Run massive parallel R jobs cheaply

Due to its integration with future you can run massive computing tasks using a Google Compute Engine cluster with just a few lines of code.

Some more examples of using future can be found here, using fractals as an example.

On other platforms, see also an Azure example here on Revolution Analytics.

Remote R cluster

This workflow takes advantage of the future integration to run your local R-functions within a cluster of GCE machines.
You can do this to throw up expensive computations by spinning up a cluster and tearing it down again once you are done.

In summary, this workflow:

  1. Creates a GCE cluster
  2. Lets you perform computations
  3. Stops the VMs

Create the cluster

The example below uses a default r-base template, but you can also create a dynamic_template pulled from the Container Registry if required.
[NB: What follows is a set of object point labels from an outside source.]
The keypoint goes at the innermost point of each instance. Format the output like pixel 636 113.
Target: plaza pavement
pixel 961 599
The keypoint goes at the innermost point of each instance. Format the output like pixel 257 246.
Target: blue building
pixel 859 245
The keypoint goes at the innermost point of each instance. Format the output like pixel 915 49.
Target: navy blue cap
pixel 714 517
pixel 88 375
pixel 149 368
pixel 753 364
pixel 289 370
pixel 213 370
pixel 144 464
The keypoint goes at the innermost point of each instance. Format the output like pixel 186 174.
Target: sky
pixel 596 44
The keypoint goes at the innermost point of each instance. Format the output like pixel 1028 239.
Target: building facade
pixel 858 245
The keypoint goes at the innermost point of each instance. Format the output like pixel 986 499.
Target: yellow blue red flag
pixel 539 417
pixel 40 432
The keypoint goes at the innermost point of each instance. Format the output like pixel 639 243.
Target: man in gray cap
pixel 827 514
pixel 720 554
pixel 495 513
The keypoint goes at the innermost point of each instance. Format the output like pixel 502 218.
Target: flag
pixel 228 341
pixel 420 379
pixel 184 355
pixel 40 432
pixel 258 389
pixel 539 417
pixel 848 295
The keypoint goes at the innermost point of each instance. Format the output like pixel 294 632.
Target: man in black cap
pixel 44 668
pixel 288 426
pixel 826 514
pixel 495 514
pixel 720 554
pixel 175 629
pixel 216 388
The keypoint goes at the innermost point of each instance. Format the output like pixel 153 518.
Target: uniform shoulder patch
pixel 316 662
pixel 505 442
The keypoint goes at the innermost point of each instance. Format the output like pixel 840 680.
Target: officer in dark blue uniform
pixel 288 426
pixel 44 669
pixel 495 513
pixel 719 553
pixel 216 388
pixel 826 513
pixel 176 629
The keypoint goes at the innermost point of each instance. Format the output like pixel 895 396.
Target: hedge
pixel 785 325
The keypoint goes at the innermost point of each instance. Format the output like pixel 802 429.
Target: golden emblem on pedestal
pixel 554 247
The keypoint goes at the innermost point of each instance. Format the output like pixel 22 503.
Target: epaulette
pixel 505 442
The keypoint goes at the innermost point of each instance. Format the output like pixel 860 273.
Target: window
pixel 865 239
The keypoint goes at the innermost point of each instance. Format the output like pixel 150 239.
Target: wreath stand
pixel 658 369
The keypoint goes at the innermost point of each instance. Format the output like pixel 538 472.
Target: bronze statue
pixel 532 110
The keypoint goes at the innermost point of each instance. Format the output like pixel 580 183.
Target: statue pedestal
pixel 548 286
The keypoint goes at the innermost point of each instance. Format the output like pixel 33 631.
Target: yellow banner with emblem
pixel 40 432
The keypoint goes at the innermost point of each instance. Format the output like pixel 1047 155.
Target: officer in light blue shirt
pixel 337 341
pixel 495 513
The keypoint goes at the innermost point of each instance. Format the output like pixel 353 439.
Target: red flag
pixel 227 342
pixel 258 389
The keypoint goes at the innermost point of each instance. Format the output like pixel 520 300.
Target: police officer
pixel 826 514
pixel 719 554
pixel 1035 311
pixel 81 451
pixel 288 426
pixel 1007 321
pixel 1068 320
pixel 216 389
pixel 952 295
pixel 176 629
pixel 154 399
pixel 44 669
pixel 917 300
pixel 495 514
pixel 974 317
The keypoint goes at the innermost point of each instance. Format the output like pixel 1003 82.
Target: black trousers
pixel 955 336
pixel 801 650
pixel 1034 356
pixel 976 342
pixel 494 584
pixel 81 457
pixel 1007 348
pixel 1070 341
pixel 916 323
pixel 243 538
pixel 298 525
Instead of the more generic gce_vm() that is used for more interactive use, we create the instances directly using gce_vm_template() so it doesn’t wait for the job to complete before starting the next (not useful if you have a lot of VMs). You can then use gce_get_zone_op() to get the job status, and use gce_wait() to return when they are done.

library(future)
library(googleComputeEngineR)

## names for your cluster
vm_names <- c("vm1","vm2","vm3")

## create the cluster using default template for r-base
## creates jobs that are creating VMs in background
jobs <- lapply(vm_names, function(x) {
    gce_vm_template(template = "r-base",
                    predefined_type = "n1-highmem-2",
                    name = x,
                    dynamic_image = my_docker),
                    wait = FALSE
                    })
jobs
# [[1]]
# ==Operation insert :  PENDING
# Started:  2016-11-16 06:52:58
# [[2]]
# ==Operation insert :  PENDING
# Started:  2016-11-16 06:53:04
# [[3]]
# ==Operation insert :  PENDING
# Started:  2016-11-16 06:53:09

## check status of jobs
lapply(jobs, gce_get_zone_op)
# [[1]]
# ==Operation insert :  DONE
# Started:  2016-11-16 06:52:58
# Ended: 2016-11-16 06:53:14 
# Operation complete in 16 secs 

# [[2]]
# ==Operation insert :  DONE
# Started:  2016-11-16 06:53:04
# Ended: 2016-11-16 06:53:20 
# Operation complete in 16 secs 

# [[3]]
# ==Operation insert :  DONE
# Started:  2016-11-16 06:53:09
# Ended: 2016-11-16 06:53:30 
# Operation complete in 21 secs


## wait for all the jobs to complete and VMs are ready
vms <- lapply(vm_names, gce_wait)


## get the VM objects
vms <- lapply(vm_names, gce_vm)

It is safest to setup the SSH keys seperately for multiple instances, using gce_ssh_setup() - this is normally called for you when you first connect to a VM.

## set up SSH for the VMs
vms <- lapply(vms, gce_ssh_setup)

We now make the VM cluster as per details given in the future README

## make a future cluster
plan(cluster, workers = vms)

Using your own Docker image

The default uses rocker/r-base as its image, but if you want your own custom image then create your own Docker image, for example via this tutorial using Google Build Triggers.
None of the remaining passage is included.